Empecemos hablando de la insuficiente atención y seguimiento terapéutico de los enfermos mentales. Es un drama del que no se habla, por el estigma que todavía tienen las enfermedades mentales en España y porque las grandes carencias que tienen estos enfermos recaen sobre las familias, quienes con un enorme sufrimiento, asumen como pueden la falta de recursos específicos. En España, la atención a los enfermos mentales hace aguas desde hace años de una manera dramática a pesar del aumento de estas patologías, con escasez de profesionales y recursos, inexistencia de dispositivos terapéuticos y falta de centros especializados. De tal manera que el modelo de atención a los enfermos mentales pasa por sustituir la falta de recursos por su medicalización, ante la imposibilidad de una atención adecuada por la falta de medios públicos, asumiendo las familias esos cuidados que los servicios públicos no proporcionan. Es un clamor que desde hace años vienen denunciando, con desesperación, las asociaciones y familiares de enfermos mentales sin que nadie haya atendido sus dramáticas peticiones de ayuda. Lejos de corregir estos graves problemas, los responsables públicos han optado por no hablar de ellos, ignorando sus demandas y necesidades.

En cuanto a los servicios sociales, existe una falta de valoración de su papel trascendental en el desarrollo de un sistema público de intervención social, tratando de garantizar la atención a las necesidades sociales y familiares que la ley recoge. Los servicios sociales municipales disponen de programas de intervención, pero con limitados recursos, medios, instrumentos e insuficientes profesionales, que en buena medida fueron diseñados para una pobreza distinta a la generada por la demoledora crisis desencadenada a partir de 2008. En sus carnes viven diariamente la contradicción de ver aumentar el número de personas y casos que tienen que atender, frente a los importantes recortes en recursos y plantillas profesionales que han sufrido.

Los servicios sociales funcionaron en España como un dique de contención ante la devastación social generada por la crisis, cuyos efectos perduran, viviendo un aumento espectacular en la demanda de intervenciones con la llegada de nuevas situaciones de pobreza que se han extendido a colectivos inéditos, así como la aparición de los trabajadores precarios pobres, recibiendo demandas cada vez mas complejas. Al igual que en los servicios de salud mental, la respuesta ha sido una fragmentación de las ayudas, con exigencias documentales y administrativas muy complejas y repetitivas, que necesitan tiempo para los numerosos informes sociales requeridos y su tramitación. Todo ello ha tenido un impacto negativo en la hiperburocratización de los servicios sociales, que se suma a su falta de recursos, restando un tiempo valioso para la detección, prevención, diagnóstico y el trabajo comunitario. A su vez, se ha tendido a que los servicios sociales se conviertan en simples dispensadores de recursos, atrapados en una maraña burocrática ante los crecientes requerimientos de cada vez más instituciones, lo que les impide hacer un trabajo preventivo en barrios y familias.
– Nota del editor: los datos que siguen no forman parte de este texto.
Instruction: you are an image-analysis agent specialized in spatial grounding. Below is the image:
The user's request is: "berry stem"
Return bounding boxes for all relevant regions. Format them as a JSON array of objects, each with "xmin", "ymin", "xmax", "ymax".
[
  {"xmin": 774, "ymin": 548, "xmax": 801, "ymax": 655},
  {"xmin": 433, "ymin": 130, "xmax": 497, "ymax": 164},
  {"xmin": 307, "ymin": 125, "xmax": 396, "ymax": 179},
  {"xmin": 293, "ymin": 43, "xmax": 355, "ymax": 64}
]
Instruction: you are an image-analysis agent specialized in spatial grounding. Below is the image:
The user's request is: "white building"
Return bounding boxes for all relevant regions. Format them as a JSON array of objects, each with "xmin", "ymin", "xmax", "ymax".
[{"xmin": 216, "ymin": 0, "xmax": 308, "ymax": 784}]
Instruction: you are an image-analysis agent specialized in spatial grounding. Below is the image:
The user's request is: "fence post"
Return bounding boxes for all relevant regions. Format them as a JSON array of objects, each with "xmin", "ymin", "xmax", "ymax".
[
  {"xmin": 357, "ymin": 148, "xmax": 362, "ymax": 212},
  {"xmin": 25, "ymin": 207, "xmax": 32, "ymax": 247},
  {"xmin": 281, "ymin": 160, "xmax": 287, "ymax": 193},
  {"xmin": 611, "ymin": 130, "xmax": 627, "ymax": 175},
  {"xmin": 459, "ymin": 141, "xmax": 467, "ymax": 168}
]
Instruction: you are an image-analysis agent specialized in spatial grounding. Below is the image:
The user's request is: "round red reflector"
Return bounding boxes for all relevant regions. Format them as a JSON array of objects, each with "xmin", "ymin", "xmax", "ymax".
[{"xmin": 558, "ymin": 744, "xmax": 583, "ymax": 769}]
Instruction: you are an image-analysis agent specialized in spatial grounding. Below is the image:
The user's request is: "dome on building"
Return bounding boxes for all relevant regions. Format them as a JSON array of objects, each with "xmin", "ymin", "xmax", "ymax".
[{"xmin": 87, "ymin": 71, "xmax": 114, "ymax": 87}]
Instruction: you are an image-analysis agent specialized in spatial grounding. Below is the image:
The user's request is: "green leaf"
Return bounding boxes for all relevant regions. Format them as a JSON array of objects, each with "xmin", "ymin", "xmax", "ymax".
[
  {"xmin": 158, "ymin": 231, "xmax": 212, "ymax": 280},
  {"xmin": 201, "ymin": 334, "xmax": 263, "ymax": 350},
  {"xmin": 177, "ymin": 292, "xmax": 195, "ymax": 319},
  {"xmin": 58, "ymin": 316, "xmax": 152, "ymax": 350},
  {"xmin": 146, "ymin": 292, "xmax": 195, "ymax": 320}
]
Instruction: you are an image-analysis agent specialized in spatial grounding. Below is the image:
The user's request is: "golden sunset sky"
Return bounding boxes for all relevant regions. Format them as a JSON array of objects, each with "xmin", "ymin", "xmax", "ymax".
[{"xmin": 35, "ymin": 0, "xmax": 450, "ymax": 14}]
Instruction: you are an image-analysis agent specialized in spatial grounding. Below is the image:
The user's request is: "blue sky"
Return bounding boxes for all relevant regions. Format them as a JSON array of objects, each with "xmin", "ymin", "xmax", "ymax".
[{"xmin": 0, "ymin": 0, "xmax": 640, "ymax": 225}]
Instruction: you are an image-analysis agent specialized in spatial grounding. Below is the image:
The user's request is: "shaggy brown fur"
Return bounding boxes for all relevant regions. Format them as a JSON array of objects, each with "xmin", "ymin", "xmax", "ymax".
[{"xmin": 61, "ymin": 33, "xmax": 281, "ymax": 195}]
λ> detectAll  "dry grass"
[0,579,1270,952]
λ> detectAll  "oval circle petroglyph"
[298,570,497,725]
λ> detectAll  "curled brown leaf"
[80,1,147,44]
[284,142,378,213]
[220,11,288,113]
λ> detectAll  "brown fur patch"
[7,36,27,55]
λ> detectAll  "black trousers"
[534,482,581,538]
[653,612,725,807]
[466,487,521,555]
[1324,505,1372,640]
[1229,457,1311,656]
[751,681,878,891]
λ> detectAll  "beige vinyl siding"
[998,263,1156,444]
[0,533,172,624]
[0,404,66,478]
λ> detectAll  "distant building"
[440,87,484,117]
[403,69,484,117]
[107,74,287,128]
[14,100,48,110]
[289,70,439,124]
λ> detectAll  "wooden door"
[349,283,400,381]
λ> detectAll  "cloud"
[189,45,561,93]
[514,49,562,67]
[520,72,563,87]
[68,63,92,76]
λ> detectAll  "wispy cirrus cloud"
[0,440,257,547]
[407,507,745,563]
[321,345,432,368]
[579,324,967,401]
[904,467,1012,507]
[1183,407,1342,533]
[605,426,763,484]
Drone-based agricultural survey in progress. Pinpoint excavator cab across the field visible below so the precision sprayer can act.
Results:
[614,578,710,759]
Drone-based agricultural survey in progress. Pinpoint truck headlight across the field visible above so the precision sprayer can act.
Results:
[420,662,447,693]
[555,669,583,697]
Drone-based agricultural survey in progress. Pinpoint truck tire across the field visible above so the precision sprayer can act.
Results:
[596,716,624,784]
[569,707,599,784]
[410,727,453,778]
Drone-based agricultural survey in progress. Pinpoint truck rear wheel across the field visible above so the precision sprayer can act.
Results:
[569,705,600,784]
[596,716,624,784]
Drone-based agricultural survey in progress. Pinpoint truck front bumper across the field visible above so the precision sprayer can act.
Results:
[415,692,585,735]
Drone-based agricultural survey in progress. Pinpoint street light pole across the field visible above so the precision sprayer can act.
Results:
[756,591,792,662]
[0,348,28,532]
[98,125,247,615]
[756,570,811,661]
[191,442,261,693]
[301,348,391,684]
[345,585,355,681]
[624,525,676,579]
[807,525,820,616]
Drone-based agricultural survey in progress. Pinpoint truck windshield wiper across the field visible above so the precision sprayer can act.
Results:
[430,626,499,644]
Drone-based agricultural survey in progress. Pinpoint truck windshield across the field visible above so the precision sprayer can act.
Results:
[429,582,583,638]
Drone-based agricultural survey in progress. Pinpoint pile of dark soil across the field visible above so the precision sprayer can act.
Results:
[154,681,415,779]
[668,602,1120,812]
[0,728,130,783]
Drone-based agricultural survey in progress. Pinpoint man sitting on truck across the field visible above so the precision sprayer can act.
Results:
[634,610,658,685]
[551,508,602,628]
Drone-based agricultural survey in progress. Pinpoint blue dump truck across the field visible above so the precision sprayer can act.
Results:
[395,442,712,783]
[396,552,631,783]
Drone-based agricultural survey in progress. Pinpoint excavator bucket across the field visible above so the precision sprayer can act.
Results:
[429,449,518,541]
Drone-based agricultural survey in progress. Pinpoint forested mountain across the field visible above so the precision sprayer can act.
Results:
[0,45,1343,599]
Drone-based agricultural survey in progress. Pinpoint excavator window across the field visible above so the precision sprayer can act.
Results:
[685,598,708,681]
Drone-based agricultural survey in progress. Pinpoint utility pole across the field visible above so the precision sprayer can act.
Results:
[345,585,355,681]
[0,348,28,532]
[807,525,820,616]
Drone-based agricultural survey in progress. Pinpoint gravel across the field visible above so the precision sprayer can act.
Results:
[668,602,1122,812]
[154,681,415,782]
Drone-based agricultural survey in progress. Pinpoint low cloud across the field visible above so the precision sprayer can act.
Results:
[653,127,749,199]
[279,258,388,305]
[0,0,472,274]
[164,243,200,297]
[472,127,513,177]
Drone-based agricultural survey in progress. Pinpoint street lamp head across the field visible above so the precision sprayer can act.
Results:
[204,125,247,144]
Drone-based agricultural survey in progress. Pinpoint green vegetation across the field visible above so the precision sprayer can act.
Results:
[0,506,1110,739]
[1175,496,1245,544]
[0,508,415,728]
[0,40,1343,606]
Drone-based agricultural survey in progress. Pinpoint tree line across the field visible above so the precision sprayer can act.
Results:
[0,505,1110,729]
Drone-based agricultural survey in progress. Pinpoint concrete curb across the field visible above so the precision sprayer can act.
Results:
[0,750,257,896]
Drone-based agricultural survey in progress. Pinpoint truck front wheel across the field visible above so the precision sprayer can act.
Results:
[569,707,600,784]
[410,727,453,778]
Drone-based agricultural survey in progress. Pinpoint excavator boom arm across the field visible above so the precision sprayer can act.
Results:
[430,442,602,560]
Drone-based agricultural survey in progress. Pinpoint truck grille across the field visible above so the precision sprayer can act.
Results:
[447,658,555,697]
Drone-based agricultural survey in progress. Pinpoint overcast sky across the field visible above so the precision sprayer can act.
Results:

Uno de los ayuntamientos que más ha trabajado en la reducción de los trámites burocráticos en los servicios sociales, Barcelona, ha identificado cerca de 200 prestaciones distintas que desde estos servicios se pueden tramitar, para lo cual, ha creado una nueva oficina de prestaciones sociales y económicas con el cometido específico de simplificar los procesos y desburocratizar las tareas, mejorando la atención a los ciudadanos y cualificando la labor de los trabajadores sociales.

Por ello, antes de culpar a los trabajadores sociales, deberíamos conocer y mejorar su falta de recursos y la dureza de un trabajo que necesita de una profunda reorganización para dar respuesta efectiva a las exigencias que plantea el incremento de la desigualdad, la cronificación de la pobreza en diferentes colectivos y un aumento de las situaciones de riesgo social.